Filesystem & file organization in Linux
Let’s hope that our earlier article – Which Linux distro is right for you? – helped you decide a distro suitable for you. With the assembly of a complete Linux machine, it’s time now to look into the architectural design of the operating system and look how robust Linux is with an efficient file management system it has. We shall now dive in to understand the file system and the file hierarchy of a Linux system.
A common description of the UNIX system, which also holds good for a Linux operating system says, “On a UNIX system, everything is a file; if something is not a file, it is a process.”
This statement holds good because there are special kind of files that are more than - just files, say - pipes and sockets, for that matter. But, saying that everything is a file is an acceptable generalization, just for simplicity. A Linux system, just like any *NIX based system doesn’t differentiate between a file and a directory, since a directory is just another file which contains names of other files. Applications, programs, documents, services, images and just about everything else on a Linux operating system is a file! Even the input and output devices are considered as files, according to the Linux system.
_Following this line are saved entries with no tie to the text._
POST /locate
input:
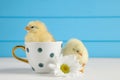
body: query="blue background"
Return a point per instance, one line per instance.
(95, 22)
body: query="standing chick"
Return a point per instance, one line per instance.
(77, 48)
(37, 32)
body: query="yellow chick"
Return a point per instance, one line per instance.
(37, 32)
(77, 48)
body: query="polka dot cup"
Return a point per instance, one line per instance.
(40, 55)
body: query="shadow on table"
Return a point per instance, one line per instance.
(23, 71)
(16, 71)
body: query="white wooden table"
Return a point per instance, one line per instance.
(97, 69)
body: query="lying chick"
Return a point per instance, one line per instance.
(37, 32)
(77, 48)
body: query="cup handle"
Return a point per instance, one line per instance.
(16, 57)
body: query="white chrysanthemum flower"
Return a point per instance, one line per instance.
(67, 65)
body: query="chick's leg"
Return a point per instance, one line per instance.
(83, 68)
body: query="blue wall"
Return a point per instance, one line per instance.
(95, 22)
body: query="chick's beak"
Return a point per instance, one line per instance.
(27, 28)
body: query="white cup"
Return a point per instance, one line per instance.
(40, 55)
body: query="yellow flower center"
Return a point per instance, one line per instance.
(65, 68)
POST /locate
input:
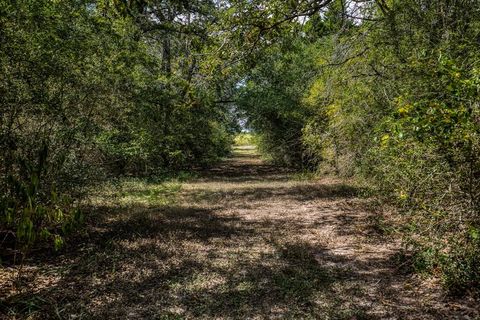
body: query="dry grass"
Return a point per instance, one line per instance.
(243, 240)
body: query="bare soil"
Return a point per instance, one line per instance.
(242, 240)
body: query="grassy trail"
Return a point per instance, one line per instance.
(242, 240)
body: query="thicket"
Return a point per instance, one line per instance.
(386, 91)
(91, 89)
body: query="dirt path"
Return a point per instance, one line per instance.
(243, 240)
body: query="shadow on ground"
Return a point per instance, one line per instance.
(221, 254)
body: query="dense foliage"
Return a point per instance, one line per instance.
(383, 90)
(94, 89)
(387, 92)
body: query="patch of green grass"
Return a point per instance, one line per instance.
(137, 191)
(245, 139)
In order to manage all these files in an organized and orderly fashion, we think of them in a tree-like structure on the hard disk. We shall now continue to use this image of the directory while we shall peep into the roles of each leaf of the tree. The picture below says it all.
The file system where a Linux distro is probably installed is either ext2 or ext3 and is referred to as data partition. The other important partition is known as the swap partition which works as an extended physical memory. It is generally advisable for the swap partition to be 1.5 times the amount of physical memory installed on the system.
That was a picture of the file organization in a Linux operating system. Linux also has a remarkable support for a large number of file systems - ext, ext2, minix, umsdos, msdos, vfat, proc, xia, smb, ncp, sysv, iso9660, hpfs, affs, ufs, etc. The file system, as we saw, is represented hierarchically with ‘/’ (root) being the top most level. Each new file system is added into a single file system tree as and when it is mounted.
All the file systems are mounted onto a directory and the files of the mounted file system form the existing contents of that directory. This directory is called the mount directory or mount point. When the file system is unmounted, the mount directory’s own files are once again revealed. This great feature of Linux systems to enable on-the-fly mounting and un-mounting of various file systems without the need of fetching different drivers, makes them stand apart. This also gives the users and developers freedom to choose from a variety of file systems to handle their files.
The kind of organization Linux has for the files is a good reason in making Linux systems more secure. The estimate of how strong this architecture is can be made by the fact that there has hardly been any noticeable change in this design over the past decade. So, this means we’re running a system which has deep underlying roots!